Smoking status was classified by self-report and was therefore subject to reporting biases. There may have been misclassification of former smokers as never-smokers and vice-versa, which would bias are results towards the null, as well as misclassification of current smokers as former smokers and of high-intensity current smokers as low-intensity current smokers, which could bias our results away from the null.⁴⁷ This adds uncertainty to our findings. Nonetheless, we believe that misclassification was unlikely to explain our main results for several reasons. First, in two cohorts with cotinine measures, only 2—4% of participants who denied current smoking were reclassified as current smokers by cotinine measures, suggesting any such bias is small.^48,49 Second, our findings were of consistent magnitude across socio-demographic groups that are reported to have differential smoking misclassification.⁴⁹ Third, longitudinal smoking data were used to identify changes in self-reported smoking status over follow-up, and participants with variable smoking status over follow-up were treated separately. Finally, contrary to some prior work,⁵⁰ we observed differences for former smokers reporting remote quit dates, among whom relapse is relatively uncommon⁵¹ and survival biases are of greatest concern.

The possibility of additional unmeasured confounding due to socioeconomic, secular, or other factors cannot be excluded. Notably, we lacked data on cigarette type or composition (e.g., menthol), which have been previously hypothesized to contribute to increasing tobacco-related mortality in recent birth cohorts,⁵² yet our results were independent of birth year. Information on alternative tobacco products, such as cigars and pipes, was also limited, as was measurement of secondhand smoke exposure; nonetheless, excluding participants with these exposures did not substantially alter the findings. Although we believe results are generalizable to the US population, the applicability of our results to non-US settings, including cigarette products not sold in the US, is anticipated but cannot be definitively addressed by this study. We also were unable to test to what extent the relatively similar rates of lung function decline among low-intensity, modest, and high-intensity current smokers could be due to deeper or prolonged inhalations among lower-intensity smokers, thus yielding higher respiratory toxicity per cigarette.⁵³

Post-bronchodilator spirometry, which is required for diagnosis of COPD,⁹ was not available. Nonetheless, pre-bronchodilator spirometry has been shown to be highly prognostic in general population settings⁵⁴ and contemporary spirometry quality standards were systematically applied.²¹

The magnitude of some estimated effects was small. Nevertheless, a 1·55 mL/year increase in the rate of FEV1 decline was equivalent to 5% of the average rate in never-smokers, and the majority of our effect estimates met this standard for clinical significance.⁵⁵ Regardless, our results highlight the importance of smoking prevention and cessation, including with respect to “social smoking.” Our findings regarding the disproportionate harms of even “low intensity” current smoking also raise concerns regarding novel tobacco products marketed as “low dose.”
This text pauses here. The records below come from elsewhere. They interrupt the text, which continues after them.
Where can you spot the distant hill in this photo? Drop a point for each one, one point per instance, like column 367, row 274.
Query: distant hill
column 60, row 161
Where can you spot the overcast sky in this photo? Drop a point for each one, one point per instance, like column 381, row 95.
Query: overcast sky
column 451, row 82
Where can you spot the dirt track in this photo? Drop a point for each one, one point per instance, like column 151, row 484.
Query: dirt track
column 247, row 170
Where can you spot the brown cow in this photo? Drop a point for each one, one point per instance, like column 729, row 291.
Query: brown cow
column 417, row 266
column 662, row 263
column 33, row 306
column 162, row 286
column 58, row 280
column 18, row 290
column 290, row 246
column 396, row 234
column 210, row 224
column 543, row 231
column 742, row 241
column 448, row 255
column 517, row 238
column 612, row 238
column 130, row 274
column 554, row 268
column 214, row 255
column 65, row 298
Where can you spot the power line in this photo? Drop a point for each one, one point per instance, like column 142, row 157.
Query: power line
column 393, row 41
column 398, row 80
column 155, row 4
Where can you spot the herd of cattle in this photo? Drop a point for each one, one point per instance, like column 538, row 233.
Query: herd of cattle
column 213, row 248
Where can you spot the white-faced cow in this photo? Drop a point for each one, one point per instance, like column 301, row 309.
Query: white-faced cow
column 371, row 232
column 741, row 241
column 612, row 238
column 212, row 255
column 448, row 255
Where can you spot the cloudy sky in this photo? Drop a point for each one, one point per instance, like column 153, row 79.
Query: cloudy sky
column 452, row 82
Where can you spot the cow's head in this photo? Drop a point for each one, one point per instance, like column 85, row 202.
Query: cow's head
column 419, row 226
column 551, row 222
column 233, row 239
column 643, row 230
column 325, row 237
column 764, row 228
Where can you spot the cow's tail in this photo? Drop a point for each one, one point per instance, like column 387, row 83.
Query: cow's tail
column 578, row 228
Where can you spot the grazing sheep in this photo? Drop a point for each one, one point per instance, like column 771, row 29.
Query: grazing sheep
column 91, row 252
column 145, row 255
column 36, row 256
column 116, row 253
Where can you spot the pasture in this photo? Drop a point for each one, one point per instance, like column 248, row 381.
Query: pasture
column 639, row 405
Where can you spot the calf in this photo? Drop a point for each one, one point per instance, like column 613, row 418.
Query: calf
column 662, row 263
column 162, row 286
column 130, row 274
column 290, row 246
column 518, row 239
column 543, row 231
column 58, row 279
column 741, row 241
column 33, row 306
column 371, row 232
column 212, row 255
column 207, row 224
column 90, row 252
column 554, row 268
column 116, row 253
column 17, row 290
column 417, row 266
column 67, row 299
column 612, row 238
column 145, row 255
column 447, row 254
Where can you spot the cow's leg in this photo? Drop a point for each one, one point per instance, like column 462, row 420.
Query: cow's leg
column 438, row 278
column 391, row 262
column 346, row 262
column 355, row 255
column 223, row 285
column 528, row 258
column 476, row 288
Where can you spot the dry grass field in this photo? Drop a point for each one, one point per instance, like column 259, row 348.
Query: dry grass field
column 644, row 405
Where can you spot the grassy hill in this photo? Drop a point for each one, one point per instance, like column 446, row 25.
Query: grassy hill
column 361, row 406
We conclude that former smokers and low-intensity current smokers have accelerated lung function decline compared to never-smokers. These findings reinforce the US Surgeon General’s position that there is no safe level of tobacco smoke exposure and that smoking cessation is the most effective means of harm reduction.¹ They furthermore justify investigation into potential preventive interventions in the rising ranks of former smokers, who remain at increased risk for COPD due to ongoing lung function deterioration.

Supplementary Material

Supplement

NIHMS1591063-supplement-Supplement.docx^{(394.4KB, docx)}

RESEARCH IN CONTEXT.

Evidence before the study

Over 40 years ago, Fletcher and Peto published their landmark study on the effect of smoking on age-related lung function decline in British working men. The Lung Health Study, a randomized controlled trial of smoking cessation, subsequently confirmed Fletcher and Peto’s observation that adults who successfully quit smoking have slower lung function decline than continuing smokers. However, Fletcher and Peto’s conclusion that “further damage to FEV [forced expiratory volume] due to smoking ceases within at most a few years of stopping” remains controversial. A recent meta-analysis of 88,887 adults included in 47 studies (37 general population-based, 6 disease-focused, 4 interventional), one third of which were conducted prior to 1970, found that former smokers had a non-significantly slower rate of FEV1 decline (27·6 mL/year, 95% CI 25·9—29·4) compared to never-smokers (29·2 mL/year; 95% CI 28·1—30·4). Additional evidence is warranted, since many of the included studies were small, used variably standardized spirometry, included mostly males of European ancestry, and yielded variable results. Moreover, from a pathophysiologic standpoint, a large number of mechanistic studies, both in vitro and in vivo, have suggested ongoing smoking-related harm to the lungs after smoking cessation.

Added value of this study

In a large, US general-population based sample, we demonstrate that former smokers and low-intensity current smokers have accelerated lung function decline compared to never-smokers. Accelerated lung function decline was observed after ≥30 years of smoking cessation and in smokers with relatively low cumulative cigarette consumption (<10 pack-years). Even at less than 5 cigarettes-per-day, current smoking was associated with substantially accelerated lung function decline compared to former smokers. Associations were attenuated but were consistent among participants without prevalent lung disease.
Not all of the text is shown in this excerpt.